The first version of De Quincey’s Confessions of an English Opium Eater appeared anonymously in the London Magazine in the autumn of 1821. Don’t think it is simply an account of hallucinations and visions. It also marks his early years in Manchester in detail. One of the best accounts, which was only fully realised in a later edition, takes him to the Portico Library, one of Manchester’s greatest institutions. In the original Confessions he writes: “On some other matters I can agree with the gentlemen in the cotton-trade at Manchester in affecting the Stoic philosophy.” But at the words “cotton-trade” De Quincey later added a footnote:

“A handsome news-room, of which I was very politely made free in passing through Manchester by several gentlemen of that place, is called, I think, The Porch (sic): whence I who am a stranger in Manchester inferred that the subscribers meant to profess themselves followers of Zeno. But I have been since assured that this is a mistake.”

This is tricky. Followers of Zeno were known as “Stoics” because their teacher lectured in public at the Stoa Poikile (the painted porch). The meaning of the word stoic has since changed, of course. The error involving the library’s name remained unchanged when Confessions was first published in book form in 1822. Revising and expanding the work in 1856 De Quincey tentatively corrected it, remarking that “the library is called either The Porch or The Portico, which in Greek is the Stoa”.

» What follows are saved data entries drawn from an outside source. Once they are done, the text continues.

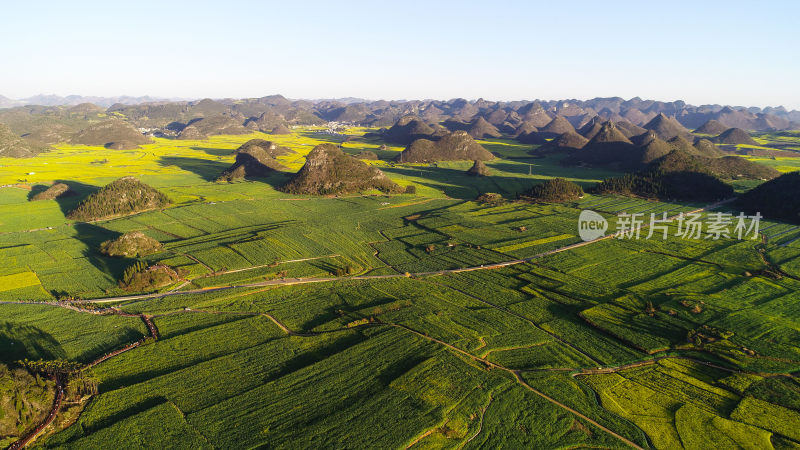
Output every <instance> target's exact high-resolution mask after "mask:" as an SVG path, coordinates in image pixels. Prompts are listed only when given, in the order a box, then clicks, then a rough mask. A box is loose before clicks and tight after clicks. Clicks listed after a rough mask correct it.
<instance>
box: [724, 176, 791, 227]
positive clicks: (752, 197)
mask: <svg viewBox="0 0 800 450" xmlns="http://www.w3.org/2000/svg"><path fill="white" fill-rule="evenodd" d="M798 192H800V172H789V173H785V174H783V175H781V176H779V177H777V178H774V179H772V180H770V181H767V182H766V183H763V184H761V185H759V186H757V187H755V188H753V189H751V190H749V191H747V192H745V193H744V194H742V196H741V197H739V199H738V200H737V202H736V204H737V206H739V207H740V208H741V209H742V210H744V211H746V212H748V213H751V214H755V213H756V212H760V213H761V214H762V215H763V216H765V217H769V218H773V219H778V220H785V221H787V222H791V223H795V224H800V196H798V195H797V193H798Z"/></svg>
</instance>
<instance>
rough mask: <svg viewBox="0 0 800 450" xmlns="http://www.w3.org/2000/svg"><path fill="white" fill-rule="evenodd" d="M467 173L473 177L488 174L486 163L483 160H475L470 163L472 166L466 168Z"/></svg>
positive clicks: (477, 176) (467, 173)
mask: <svg viewBox="0 0 800 450" xmlns="http://www.w3.org/2000/svg"><path fill="white" fill-rule="evenodd" d="M467 175H470V176H473V177H483V176H486V175H489V168H488V167H486V163H484V162H483V161H478V160H475V162H474V163H473V164H472V167H470V168H469V170H467Z"/></svg>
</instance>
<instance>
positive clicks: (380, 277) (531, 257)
mask: <svg viewBox="0 0 800 450" xmlns="http://www.w3.org/2000/svg"><path fill="white" fill-rule="evenodd" d="M730 201H732V199H728V200H724V201H721V202H717V203H713V204H711V205H708V206H706V207H704V208H698V209H695V210H693V211H690V212H688V213H685V214H691V213H697V212H702V211H706V210H711V209H715V208H717V207H719V206H721V205H723V204H725V203H728V202H730ZM675 217H677V215H676V216H672V217H671V218H670V219H674V218H675ZM646 227H647V226H646V225H644V224H643V225H641V226H639V227H638V228H639V229H643V228H646ZM618 235H619V233H614V234H610V235H607V236H603V237H600V238H598V239H594V240H591V241H585V242H578V243H575V244H571V245H567V246H565V247H560V248H557V249H554V250H549V251H546V252H542V253H539V254H537V255H534V256H531V257H528V258H522V259H515V260H510V261H506V262H502V263H493V264H486V265H480V266H474V267H465V268H460V269H448V270H438V271H431V272H420V273H415V274H409V275H406V274H391V275H362V276H354V277H326V278H290V279H279V280H269V281H262V282H258V283H249V284H242V285H231V286H218V287H210V288H204V289H192V290H186V291H168V292H161V293H155V294H142V295H130V296H120V297H106V298H97V299H92V300H85V301H86V302H91V303H116V302H125V301H138V300H146V299H153V298H162V297H168V296H175V295H191V294H205V293H210V292H216V291H222V290H229V289H240V288H255V287H264V286H288V285H295V284H309V283H325V282H333V281H345V280H376V279H388V278H402V277H409V276H410V277H415V278H419V277H425V276H434V275H447V274H454V273H461V272H470V271H475V270H490V269H499V268H503V267H509V266H514V265H518V264H525V263H528V262H531V261H533V260H536V259H540V258H544V257H546V256H549V255H553V254H557V253H561V252H565V251H568V250H573V249H576V248H580V247H584V246H587V245H591V244H595V243H597V242H600V241H604V240H607V239H613V238H616V237H618ZM242 270H248V269H241V270H237V271H242ZM456 290H457V289H456ZM457 291H458V290H457ZM459 292H462V291H459ZM462 293H464V294H466V295H469V296H470V297H473V298H476V299H478V300H480V301H482V302H484V303H489V302H487V301H485V300H482V299H480V298H478V297H475V296H473V295H471V294H467V293H466V292H462ZM4 303H5V304H10V303H16V304H19V303H24V302H0V304H4ZM47 304H50V305H53V306H61V307H67V308H70V309H77V308H75V307H74V306H72V305H67V304H61V303H47ZM489 304H490V303H489ZM490 306H492V307H495V308H500V307H499V306H498V305H495V304H490ZM500 309H503V310H505V311H507V312H510V311H508V310H506V309H505V308H500ZM112 310H113V309H112ZM113 311H115V313H116V314H120V315H128V314H126V313H123V312H121V311H118V310H113ZM87 312H92V311H87ZM187 312H188V311H187ZM95 313H96V312H95ZM262 315H264V316H266V317H268V318H269V319H270V320H272V321H273V322H274V323H275V324H276V325H277V326H278V327H279V328H281V329H282V330H283V331H284V332H286V333H287V334H288V335H294V336H304V334H302V333H297V332H294V331H292V330H290V329H289V328H288V327H286V326H285V325H284V324H283V323H281V322H280V321H279V320H278V319H277V318H275V317H274V316H272V315H270V314H262ZM514 315H517V314H515V313H514ZM134 316H138V317H141V318H142V319H143V320H144V321H145V323H146V324H147V326H148V329H149V331H150V334H151V337H153V338H156V339H157V337H158V332H157V330H156V329H155V325H154V324H153V322H152V320H150V317H147V316H145V315H144V314H141V315H139V314H135V315H134ZM522 318H523V319H525V320H528V321H529V319H527V318H525V317H522ZM378 324H383V325H389V326H393V327H397V328H401V329H404V330H406V331H409V332H411V333H413V334H415V335H417V336H420V337H422V338H424V339H426V340H429V341H431V342H435V343H437V344H439V345H441V346H444V347H446V348H448V349H449V350H451V351H454V352H456V353H458V354H461V355H463V356H466V357H468V358H470V359H472V360H474V361H478V362H481V363H483V364H485V365H486V366H487V367H490V368H497V369H499V370H503V371H506V372H508V373H510V374H512V375H513V376H514V378H515V379H516V380H517V382H518V383H519V384H520V385H522V386H523V387H524V388H526V389H528V390H529V391H531V392H533V393H535V394H536V395H538V396H540V397H541V398H543V399H545V400H546V401H548V402H550V403H552V404H554V405H556V406H557V407H559V408H561V409H564V410H566V411H568V412H569V413H571V414H572V415H574V416H576V417H578V418H580V419H583V420H584V421H586V422H587V423H590V424H592V425H593V426H595V427H597V428H598V429H600V430H602V431H604V432H605V433H608V434H609V435H610V436H613V437H614V438H616V439H618V440H619V441H621V442H623V443H625V444H626V445H628V446H631V447H633V448H636V449H641V448H642V447H641V446H639V445H638V444H636V443H635V442H633V441H631V440H629V439H627V438H625V437H623V436H621V435H620V434H618V433H616V432H614V431H612V430H610V429H608V428H606V427H604V426H603V425H601V424H600V423H598V422H596V421H595V420H593V419H591V418H589V417H588V416H586V415H584V414H582V413H580V412H578V411H577V410H575V409H573V408H571V407H569V406H567V405H565V404H563V403H561V402H559V401H558V400H556V399H554V398H552V397H550V396H548V395H546V394H545V393H543V392H541V391H539V390H537V389H535V388H533V387H532V386H530V385H529V384H528V383H527V382H526V381H525V380H524V379H523V378H522V371H520V370H516V369H511V368H508V367H504V366H502V365H499V364H497V363H493V362H491V361H489V360H488V359H485V358H481V357H480V356H476V355H473V354H471V353H469V352H467V351H465V350H462V349H460V348H458V347H455V346H453V345H451V344H448V343H446V342H444V341H441V340H439V339H436V338H434V337H432V336H428V335H426V334H424V333H422V332H420V331H417V330H414V329H412V328H410V327H408V326H406V325H402V324H394V323H380V322H379V323H378ZM534 325H535V324H534ZM549 334H550V333H549ZM551 335H552V334H551ZM553 336H554V335H553ZM554 337H556V336H554ZM556 339H558V340H559V341H560V342H562V343H564V341H562V340H561V339H560V338H558V337H556ZM138 344H139V342H138V341H137V342H136V343H134V344H131V345H128V346H126V347H124V348H122V349H119V350H117V351H115V352H112V353H110V354H109V355H106V356H105V357H102V358H100V360H98V361H95V362H94V364H99V363H101V362H103V361H105V360H107V359H109V358H111V357H113V356H116V355H118V354H120V353H122V352H125V351H127V350H130V349H132V348H134V347H136V346H138ZM570 347H571V348H573V349H575V347H574V346H572V345H570ZM576 350H577V349H576ZM578 351H580V350H578ZM580 353H581V354H583V355H584V356H586V357H588V358H589V359H590V360H592V361H595V360H594V358H592V357H591V356H590V355H587V354H586V353H584V352H582V351H580ZM671 357H672V358H675V357H674V356H663V357H656V358H650V359H648V360H645V361H639V362H635V363H630V364H625V365H621V366H618V367H605V368H597V369H582V368H572V369H571V370H572V371H575V372H576V373H575V374H573V376H577V375H584V374H591V373H612V372H615V371H619V370H624V369H627V368H632V367H637V366H641V365H646V364H654V363H655V362H657V361H659V360H661V359H666V358H671ZM677 358H681V359H685V360H690V361H695V362H698V363H701V364H705V365H708V366H711V367H717V368H720V369H724V370H730V371H734V370H733V369H728V368H724V367H721V366H716V365H713V364H711V363H708V362H705V361H700V360H694V359H692V358H687V357H677ZM94 364H92V365H94ZM57 389H58V391H57V397H56V400H55V401H54V405H53V409H52V410H51V412H50V414H49V415H48V417H47V420H46V421H45V422H44V423H43V424H41V425H40V426H39V427H37V428H36V430H35V431H34V432H33V433H32V434H31V435H29V436H26V437H25V438H23V439H20V440H19V441H17V442H16V443H14V444H13V445H12V447H11V448H15V449H16V448H22V447H24V446H25V445H26V444H28V443H29V442H31V441H32V440H33V439H34V438H35V437H36V436H37V435H38V434H39V433H40V432H41V431H42V430H43V429H44V428H45V427H47V426H48V425H49V424H50V423H52V421H53V420H54V419H55V417H56V415H57V414H58V412H59V409H60V407H61V401H62V399H63V388H62V386H61V385H60V381H59V384H58V385H57ZM487 406H488V405H487ZM479 433H480V431H479ZM476 436H477V434H476V435H475V436H473V437H472V439H474V438H475V437H476ZM422 437H424V435H423V436H422ZM420 439H421V438H420ZM472 439H470V440H472ZM412 445H413V444H412Z"/></svg>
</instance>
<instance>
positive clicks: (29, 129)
mask: <svg viewBox="0 0 800 450" xmlns="http://www.w3.org/2000/svg"><path fill="white" fill-rule="evenodd" d="M104 111H105V112H107V113H117V114H119V115H121V116H124V117H125V118H126V120H128V121H130V122H131V123H133V124H134V125H135V126H136V127H138V128H148V129H155V128H167V127H171V129H172V128H174V129H175V130H174V131H179V129H180V128H182V127H186V126H187V125H189V122H191V121H192V120H196V119H199V118H206V119H211V118H212V116H225V117H218V118H215V119H214V120H210V121H208V122H207V124H211V123H212V122H214V123H216V122H219V123H222V122H224V121H229V122H230V121H233V122H237V123H236V125H237V126H245V127H248V128H250V129H260V130H262V131H271V130H272V129H273V128H274V127H275V126H277V125H284V126H286V125H321V124H324V123H326V122H345V123H354V124H361V125H364V126H371V127H386V128H388V127H391V126H392V125H394V124H395V123H396V122H397V121H398V120H399V119H401V118H403V117H404V116H408V115H412V116H415V117H417V118H418V119H419V121H421V122H420V123H424V124H428V125H437V124H442V125H444V126H445V127H446V128H448V129H449V130H450V131H453V130H456V129H463V130H465V131H470V134H471V135H473V136H474V137H479V136H485V135H496V134H498V132H501V131H502V132H503V133H511V132H513V133H514V134H520V133H521V132H522V131H525V132H530V131H533V129H534V128H535V129H537V130H538V131H539V132H541V133H542V134H547V133H549V134H550V136H556V135H560V134H563V133H564V132H565V131H570V130H571V131H575V130H577V129H580V128H581V127H583V126H585V125H586V124H589V123H594V122H597V120H600V121H605V120H612V121H614V122H615V123H618V124H619V125H620V126H621V127H623V128H625V127H628V128H631V129H636V131H638V133H637V132H631V133H629V134H641V132H642V130H641V127H642V126H645V125H646V124H647V123H648V122H650V121H651V120H655V121H656V122H658V123H656V125H658V126H654V127H652V128H654V129H656V130H657V133H658V134H659V135H660V137H661V138H662V139H669V138H671V137H672V136H674V135H676V134H685V133H688V131H689V130H695V129H698V128H699V127H702V126H704V125H706V124H707V123H708V122H709V121H713V122H710V123H708V126H707V127H706V128H707V130H706V134H709V133H710V130H711V129H712V128H714V127H715V126H716V127H717V128H725V129H727V128H741V129H743V130H751V131H776V130H778V131H779V130H790V129H791V130H797V129H800V111H796V110H792V111H788V110H787V109H786V108H784V107H782V106H778V107H766V108H759V107H742V106H725V105H701V106H693V105H689V104H687V103H686V102H683V101H680V100H677V101H672V102H662V101H657V100H643V99H641V98H639V97H634V98H632V99H629V100H625V99H623V98H620V97H605V98H599V97H598V98H593V99H590V100H574V99H568V100H534V101H530V100H517V101H489V100H484V99H477V100H466V99H463V98H456V99H450V100H392V101H387V100H374V101H373V100H363V99H357V98H344V99H336V100H322V99H317V100H292V99H287V98H286V97H283V96H282V95H269V96H265V97H260V98H243V99H232V98H224V99H214V100H212V99H202V100H191V101H187V100H180V99H163V98H155V97H149V96H143V97H130V96H121V97H83V96H78V95H70V96H67V97H60V96H57V95H37V96H34V97H29V98H26V99H21V100H12V99H8V98H6V97H3V96H0V122H5V123H6V124H7V125H8V126H9V127H11V129H12V130H13V131H15V132H16V133H17V134H19V135H22V134H25V133H32V132H34V131H36V130H35V129H34V128H31V127H29V126H27V125H25V124H23V123H21V121H23V116H29V119H31V120H33V121H37V120H38V121H39V122H41V121H42V120H44V119H45V118H47V117H50V118H53V117H55V116H59V117H61V119H63V120H66V118H69V120H72V121H75V120H77V118H78V117H79V116H80V117H84V119H86V120H89V115H92V114H96V113H103V112H104ZM87 114H88V115H87ZM37 117H38V119H37ZM215 121H216V122H215ZM28 122H30V120H29V121H28ZM170 124H172V125H170ZM207 124H206V125H207ZM523 124H524V125H525V127H523V128H520V125H523ZM63 125H69V126H72V125H76V124H72V125H70V124H68V123H63ZM518 130H519V133H518V132H517V131H518ZM676 130H677V131H676ZM629 131H630V130H629ZM710 134H716V133H710ZM667 135H670V136H667ZM545 137H547V136H545Z"/></svg>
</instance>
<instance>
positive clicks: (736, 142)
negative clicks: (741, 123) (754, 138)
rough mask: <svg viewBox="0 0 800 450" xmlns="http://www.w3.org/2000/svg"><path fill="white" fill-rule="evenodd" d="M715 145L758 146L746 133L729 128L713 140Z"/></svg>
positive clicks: (733, 128) (737, 128) (741, 129)
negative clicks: (749, 145) (756, 145)
mask: <svg viewBox="0 0 800 450" xmlns="http://www.w3.org/2000/svg"><path fill="white" fill-rule="evenodd" d="M714 142H716V143H717V144H733V145H759V144H758V142H756V141H755V140H754V139H753V138H752V137H750V135H749V134H747V132H746V131H744V130H742V129H741V128H729V129H727V130H725V131H724V132H723V133H721V134H720V135H719V136H717V137H716V138H714Z"/></svg>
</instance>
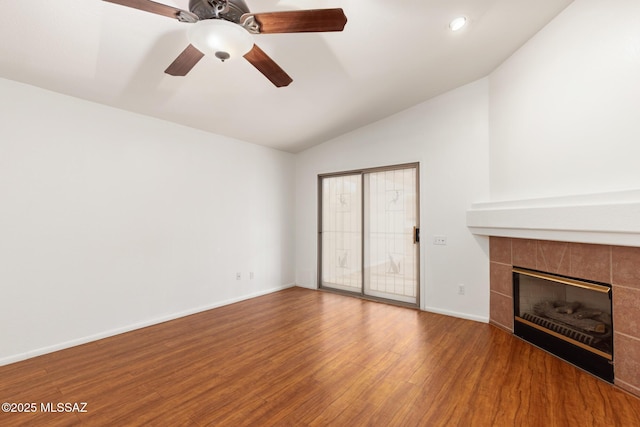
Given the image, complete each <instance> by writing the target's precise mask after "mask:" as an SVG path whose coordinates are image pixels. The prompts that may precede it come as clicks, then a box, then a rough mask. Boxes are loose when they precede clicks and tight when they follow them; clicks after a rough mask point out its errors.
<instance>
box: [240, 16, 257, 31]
mask: <svg viewBox="0 0 640 427" xmlns="http://www.w3.org/2000/svg"><path fill="white" fill-rule="evenodd" d="M240 25H242V27H243V28H244V29H245V30H247V31H249V32H250V33H251V34H260V24H258V21H256V17H255V16H253V15H249V14H245V15H243V16H242V18H241V19H240Z"/></svg>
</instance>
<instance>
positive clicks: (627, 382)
mask: <svg viewBox="0 0 640 427" xmlns="http://www.w3.org/2000/svg"><path fill="white" fill-rule="evenodd" d="M489 258H490V315H489V318H490V323H492V324H493V325H495V326H497V327H500V328H503V329H506V330H508V331H510V332H513V285H512V267H513V266H514V265H515V266H518V267H524V268H530V269H534V270H541V271H546V272H549V273H555V274H560V275H565V276H571V277H576V278H581V279H586V280H594V281H598V282H604V283H608V284H611V285H612V295H613V299H612V305H613V324H614V376H615V380H614V382H615V384H616V385H617V386H618V387H620V388H622V389H624V390H626V391H628V392H630V393H633V394H635V395H637V396H640V247H628V246H615V245H604V244H602V245H601V244H588V243H574V242H561V241H549V240H536V239H526V238H512V237H497V236H490V240H489Z"/></svg>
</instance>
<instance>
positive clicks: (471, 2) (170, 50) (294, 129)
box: [0, 0, 572, 152]
mask: <svg viewBox="0 0 640 427" xmlns="http://www.w3.org/2000/svg"><path fill="white" fill-rule="evenodd" d="M157 1H158V2H160V3H164V4H167V5H171V6H175V7H178V8H181V9H186V10H188V8H189V7H188V4H189V1H188V0H157ZM245 1H246V3H247V5H248V6H249V8H250V9H251V12H267V11H284V10H303V9H323V8H342V9H344V13H345V14H346V16H347V18H348V22H347V24H346V27H345V29H344V31H342V32H331V33H296V34H259V35H255V36H254V40H255V43H256V44H257V45H258V46H260V47H261V48H262V50H264V51H265V52H266V53H267V54H268V55H269V56H270V57H271V58H272V59H273V60H274V61H276V62H277V63H278V64H279V65H280V66H281V67H282V68H283V69H284V70H285V71H286V72H287V73H288V74H289V75H290V76H291V77H292V78H293V83H291V84H290V85H289V86H287V87H283V88H276V87H275V86H274V85H272V84H271V83H270V82H269V81H268V80H267V79H266V78H264V77H263V76H262V74H260V73H259V72H258V71H257V70H256V69H255V68H254V67H253V66H252V65H251V64H250V63H248V62H247V61H245V60H243V59H242V58H240V59H238V60H233V61H231V60H230V61H226V62H224V63H223V62H221V61H219V60H217V59H216V58H211V57H207V56H205V58H203V60H201V61H200V62H199V63H198V64H197V65H196V66H195V67H194V68H193V69H192V70H191V72H190V73H189V74H188V75H187V76H186V77H173V76H169V75H167V74H165V73H164V70H165V69H166V68H167V66H168V65H169V64H170V63H171V62H172V61H173V60H174V59H175V58H176V57H177V56H178V54H179V53H180V52H182V50H183V49H184V48H185V47H186V46H187V45H188V41H187V28H188V26H189V25H192V24H187V23H181V22H178V21H177V20H174V19H171V18H167V17H164V16H160V15H155V14H151V13H147V12H143V11H140V10H136V9H132V8H128V7H124V6H120V5H117V4H113V3H108V2H105V1H102V0H48V1H32V0H0V6H1V7H2V10H3V13H2V16H1V17H0V77H3V78H7V79H12V80H16V81H20V82H24V83H27V84H31V85H34V86H38V87H41V88H44V89H48V90H52V91H55V92H59V93H63V94H67V95H71V96H74V97H78V98H82V99H86V100H89V101H93V102H97V103H100V104H105V105H109V106H113V107H116V108H120V109H124V110H129V111H132V112H136V113H139V114H143V115H148V116H152V117H157V118H160V119H164V120H168V121H172V122H175V123H179V124H182V125H185V126H190V127H193V128H197V129H202V130H205V131H208V132H212V133H215V134H219V135H225V136H229V137H233V138H236V139H239V140H243V141H247V142H251V143H256V144H260V145H265V146H270V147H273V148H276V149H280V150H285V151H290V152H299V151H301V150H304V149H306V148H308V147H311V146H313V145H315V144H318V143H321V142H324V141H326V140H328V139H331V138H333V137H336V136H338V135H340V134H343V133H346V132H349V131H351V130H353V129H356V128H358V127H361V126H364V125H366V124H368V123H371V122H374V121H377V120H380V119H382V118H384V117H386V116H389V115H392V114H394V113H396V112H398V111H401V110H404V109H406V108H409V107H411V106H413V105H415V104H418V103H420V102H422V101H425V100H427V99H429V98H432V97H434V96H437V95H439V94H441V93H444V92H446V91H449V90H451V89H453V88H456V87H458V86H461V85H464V84H466V83H469V82H472V81H474V80H477V79H479V78H481V77H484V76H486V75H488V74H489V73H490V72H491V71H492V70H493V69H495V68H496V67H497V66H498V65H499V64H501V63H502V62H503V61H504V60H505V59H506V58H508V57H509V56H510V55H511V54H512V53H513V52H514V51H516V50H517V49H518V48H519V47H520V46H522V44H523V43H525V42H526V41H527V40H528V39H529V38H530V37H532V36H533V35H534V34H535V33H536V32H537V31H538V30H539V29H541V28H542V27H544V26H545V25H546V24H547V23H548V22H549V21H550V20H551V19H553V17H554V16H556V15H557V14H558V13H559V12H560V11H562V10H563V9H564V8H565V7H566V6H567V5H569V4H570V3H571V1H572V0H535V1H534V0H405V1H398V2H393V1H392V2H389V1H382V0H245ZM458 15H465V16H466V17H468V19H469V24H468V25H467V26H466V27H465V28H464V29H463V30H461V31H458V32H452V31H450V30H449V28H448V24H449V22H450V21H451V19H452V18H454V17H456V16H458Z"/></svg>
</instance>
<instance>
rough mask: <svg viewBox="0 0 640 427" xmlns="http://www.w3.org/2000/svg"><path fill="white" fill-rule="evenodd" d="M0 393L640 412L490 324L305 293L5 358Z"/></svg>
mask: <svg viewBox="0 0 640 427" xmlns="http://www.w3.org/2000/svg"><path fill="white" fill-rule="evenodd" d="M0 402H15V403H30V402H33V403H36V405H37V412H36V413H22V414H18V413H0V425H2V426H14V425H29V426H38V425H43V426H44V425H46V426H57V425H99V426H103V425H109V426H112V425H127V426H135V425H152V426H189V425H193V426H201V425H202V426H204V425H215V426H242V425H251V426H270V425H284V426H324V425H331V426H363V425H367V426H445V425H446V426H634V425H638V420H640V399H638V398H636V397H634V396H632V395H629V394H627V393H625V392H623V391H621V390H619V389H617V388H615V387H613V386H612V385H610V384H608V383H605V382H603V381H601V380H599V379H597V378H595V377H593V376H591V375H589V374H586V373H584V372H583V371H581V370H579V369H577V368H575V367H573V366H571V365H569V364H567V363H565V362H563V361H561V360H559V359H557V358H555V357H553V356H551V355H549V354H547V353H545V352H543V351H541V350H539V349H537V348H535V347H533V346H531V345H529V344H527V343H525V342H522V341H520V340H519V339H517V338H514V337H513V336H512V335H510V334H508V333H507V332H504V331H502V330H500V329H497V328H495V327H493V326H490V325H487V324H482V323H477V322H472V321H467V320H462V319H456V318H451V317H446V316H441V315H437V314H432V313H425V312H420V311H417V310H412V309H408V308H401V307H395V306H390V305H385V304H381V303H376V302H371V301H363V300H359V299H355V298H350V297H345V296H340V295H335V294H330V293H325V292H318V291H311V290H307V289H301V288H292V289H288V290H285V291H281V292H277V293H274V294H271V295H267V296H263V297H259V298H255V299H252V300H248V301H244V302H240V303H237V304H233V305H229V306H225V307H221V308H218V309H215V310H211V311H208V312H204V313H200V314H196V315H193V316H189V317H186V318H182V319H178V320H175V321H171V322H167V323H164V324H160V325H155V326H152V327H148V328H145V329H141V330H138V331H134V332H130V333H127V334H123V335H119V336H116V337H112V338H107V339H104V340H101V341H97V342H93V343H89V344H86V345H82V346H79V347H75V348H71V349H68V350H64V351H60V352H56V353H52V354H48V355H44V356H41V357H37V358H34V359H30V360H27V361H24V362H19V363H15V364H12V365H8V366H4V367H0ZM47 402H50V403H52V407H53V408H56V403H58V402H60V403H65V402H68V403H76V402H77V403H81V402H86V403H87V406H86V411H87V412H82V413H77V412H75V413H61V412H58V413H51V412H43V411H42V410H41V404H43V405H45V407H46V404H47ZM78 409H81V408H78Z"/></svg>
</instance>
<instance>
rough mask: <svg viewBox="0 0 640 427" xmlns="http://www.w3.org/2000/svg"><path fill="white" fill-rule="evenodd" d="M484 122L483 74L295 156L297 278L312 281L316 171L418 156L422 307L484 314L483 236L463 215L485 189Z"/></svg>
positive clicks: (485, 291) (484, 192)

When we do get to the hallucinations and visions De Quincey joins his contemporary Samuel Taylor Coleridge with baroque, exotic dream-sequences. What language! What imagination!

“The sense of space, and in the end, the sense of time, were both powerfully affected. Buildings, landscapes, &c. were exhibited in proportions so vast as the bodily eye is not fitted to conceive. Space swelled, and was amplified to an extent of unutterable infinity. This, however, did not disturb me so much as the vast expansion of time; I sometimes seemed to have lived for 70 or 100 years in one night; nay, sometimes had feelings representative of a millennium passed in that time, or, however, of a duration far beyond the limits of any human experience.”

Coleridge used his indulgences to imagine the unimaginable. De Q did so to write frankly about opium addiction, something no one in England had attempted previously, as De Quincey himself knew: “I am bound to confess that I have indulged in it to an excess, not yet recorded of any other man.” He was also aware of more popular, safer drugs: “Tea, though ridiculed by those who are naturally coarse in their nervous sensibilities will always be the favourite beverage of the intellectual.”

Perhaps Thomas De Quincey’s greatest epithet, a masterpiece of irony, came in his essay Murder, Considered As one of the Fine Arts from 1827:

If once a man indulges himself in murder, very soon he comes to think little of robbing; and from robbing he comes next to drinking and Sabbath-breaking, and from that to incivility and procrastination.